Услыхав такие слова, Джим прошагал по улице до самого угла, прислонился к фонарному столбу и уставился на калитку, которая нелепо болталась на самодельной петле.
— Надеюсь, ты и сам понимаешь, Дилл Харрис, что он всех нас прикончит, — сказал Джим, когда мы подошли к нему. — Он выцарапает тебе глаза, и тогда не говори, что это я виноват. Помни, ты сам это затеял.
— А ты всё равно трусишь, — кротко сказал Дилл.
Джим попросил Дилла усвоить раз и навсегда, что ничего он не трусит.
— Просто я никак не придумаю, как бы его выманить, чтоб он нас не поймал.
И потом, Джим обязан помнить о своей младшей сестре.
Как только он это сказал, я поняла — он и вправду боится. Когда я один раз сказала, что ему слабо спрыгнуть с крыши, он тоже вспомнил о своей младшей сестре, «Если я разобьюсь насмерть, что будет с тобой?» — спросил он тогда.
Прыгнул с крыши, но не разбился, и больше не вспоминал, что он в ответе за свою младшую сестру, пока не оказался перед воротами Рэдли.
— Что, слабо тебе? Хочешь на попятный? — сказал Дилл. — Тогда, конечно…
— Дилл, такие вещи надо делать подумавши, — сказал Джим. — Дай минуту подумать… это всё равно как заставить черепаху высунуть голову…
— А как ты её заставишь? — поинтересовался Дилл.
— Надо зажечь у неё под пузом спичку.
Я сказала — если Джим подожжёт дом Рэдли, я скажу Аттикусу.
Дилл сказал — поджигать черепаху гнусно.
— Ничего не гнусно, надо же её заставить, и ведь это не то что кинуть её в огонь, — проворчал Джим.
— А почём ты знаешь, что от спички ей не больно?
— Дурак, черепахи ничего не чувствуют, — сказал Джим.
— А ты что, сам был черепахой?
— Ну, знаешь, Дилл!… А теперь не мешай, дай подумать… Может, если мы начнём кидаться камнями…
Джим думал так долго, что Дилл, вздохнув, пошёл на уступки.

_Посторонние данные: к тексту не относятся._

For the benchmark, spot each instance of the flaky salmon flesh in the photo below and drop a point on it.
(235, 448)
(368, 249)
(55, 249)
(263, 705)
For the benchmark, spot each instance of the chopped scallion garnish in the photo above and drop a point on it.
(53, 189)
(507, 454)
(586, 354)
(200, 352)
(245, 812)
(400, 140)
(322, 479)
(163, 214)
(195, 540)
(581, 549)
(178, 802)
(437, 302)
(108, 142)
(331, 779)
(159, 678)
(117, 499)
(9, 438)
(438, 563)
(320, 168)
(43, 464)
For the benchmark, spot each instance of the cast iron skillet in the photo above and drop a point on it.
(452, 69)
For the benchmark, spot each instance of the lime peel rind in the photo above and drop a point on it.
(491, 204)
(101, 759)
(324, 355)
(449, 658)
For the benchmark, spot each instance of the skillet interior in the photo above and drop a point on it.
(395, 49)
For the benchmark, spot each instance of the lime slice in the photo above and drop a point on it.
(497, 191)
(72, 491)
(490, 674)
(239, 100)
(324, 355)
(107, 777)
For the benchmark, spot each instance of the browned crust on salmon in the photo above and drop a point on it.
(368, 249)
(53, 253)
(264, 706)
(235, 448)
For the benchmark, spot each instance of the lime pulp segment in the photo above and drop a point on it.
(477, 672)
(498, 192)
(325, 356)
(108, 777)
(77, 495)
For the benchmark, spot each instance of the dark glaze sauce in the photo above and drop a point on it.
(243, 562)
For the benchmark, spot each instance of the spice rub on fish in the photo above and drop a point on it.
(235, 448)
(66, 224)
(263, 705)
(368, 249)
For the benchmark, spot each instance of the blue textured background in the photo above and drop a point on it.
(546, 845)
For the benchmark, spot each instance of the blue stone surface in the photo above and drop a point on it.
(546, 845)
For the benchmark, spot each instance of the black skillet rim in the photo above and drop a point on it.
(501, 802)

— Ладно, не слабо, ты только подойти к дому, дотронься рукой — и «Серое привидение» твоё.
Джим оживился:
— Дотронусь — и всё?
Дилл кивнул.
— Значит, всё? — повторил Джим. — Смотри, а то я дотронусь, а ты сразу станешь орать — не по правилам!
— Говорят тебе, это всё, — сказал Дилл. — Он, наверно, как увидит тебя во дворе, сразу выскочит, тут мы с Глазастиком накинемся на него, схватим и объясним, что мы ему ничего плохого не сделаем.

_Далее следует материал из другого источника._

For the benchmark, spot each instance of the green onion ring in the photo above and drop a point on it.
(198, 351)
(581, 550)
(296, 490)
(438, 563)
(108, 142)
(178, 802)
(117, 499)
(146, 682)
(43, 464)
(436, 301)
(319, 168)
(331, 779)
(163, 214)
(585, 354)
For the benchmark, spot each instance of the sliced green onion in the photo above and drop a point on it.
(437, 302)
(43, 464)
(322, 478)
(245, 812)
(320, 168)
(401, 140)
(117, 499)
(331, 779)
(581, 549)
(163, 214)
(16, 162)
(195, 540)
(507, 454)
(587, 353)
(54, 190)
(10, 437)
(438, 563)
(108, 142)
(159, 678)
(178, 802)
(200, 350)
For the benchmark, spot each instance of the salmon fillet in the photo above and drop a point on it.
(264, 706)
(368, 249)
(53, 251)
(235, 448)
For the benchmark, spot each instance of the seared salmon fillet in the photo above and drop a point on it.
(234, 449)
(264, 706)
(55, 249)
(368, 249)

Мы перешли через улицу и остановились у ворот Рэдли.
— Ну, валяй, — сказал Дилл. — Мы с Глазастиком тут.
— Сейчас, — сказал Джим. — Не торопи меня.
Он зашагал вдоль забора до угла, потом обратно — видно, изучал несложную обстановку и решал, как лучше проникнуть во двор; при этом он хмурился и чесал в затылке.
Я смотрела, смотрела на него — и фыркнула.
Джим рывком распахнул калитку, кинулся к дому, хлопнул ладонью по стене и помчался обратно мимо нас, даже не обернулся поглядеть, что толку от его набега. Мы с Диллом мчались за ним по пятам. Благополучно добежали до нашей веранды и, пыхтя и еле переводя дух, оглянулись.